Economic growth was dramatic but highly volatile. The combination of a market flooded with goods and the federal monetary policies (discussed later) that removed money from the national economy led to a relentless fall in prices. The world economy suffered prolonged downturns in the 1870s and 1890s. Indeed, before the 1930s, the years from 1873 t° 1897 were known throughout the world as the Great Depression.
Businesses engaged in ruthless competition. Railroads and other companies tried various means of bringing order to the chaotic marketplace. They formed “pools” that divided up markets between supposedly competing firms and fixed prices. They established “trusts”—legal devices whereby the affairs of several rival companies were managed by a single director. Such efforts to coordinate the economic activities of independent companies generally proved short-lived, disintegrating as individual firms continued their intense pursuit of profits.

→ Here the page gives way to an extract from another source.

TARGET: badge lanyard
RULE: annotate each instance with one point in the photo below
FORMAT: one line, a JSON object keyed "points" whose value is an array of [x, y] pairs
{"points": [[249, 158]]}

To avoid cutthroat competition, more and more corporations battled to control entire industries. Many companies fell by the wayside or were gobbled up by others. The process of economic concentration culminated between 1897 and 1904, when some 4,000 firms vanished into larger corporations that served national markets and exercised an unprecedented degree of control over the marketplace. By the time the wave of mergers had been completed, giant corporations like U.S. Steel (created by financier J.P. Morgan in 1901 by combining eight large steel companies into the first billion-dollar economic enterprise), Standard Oil, and International Harvester (a manufacturer of agricultural machinery) dominated major parts of the economy.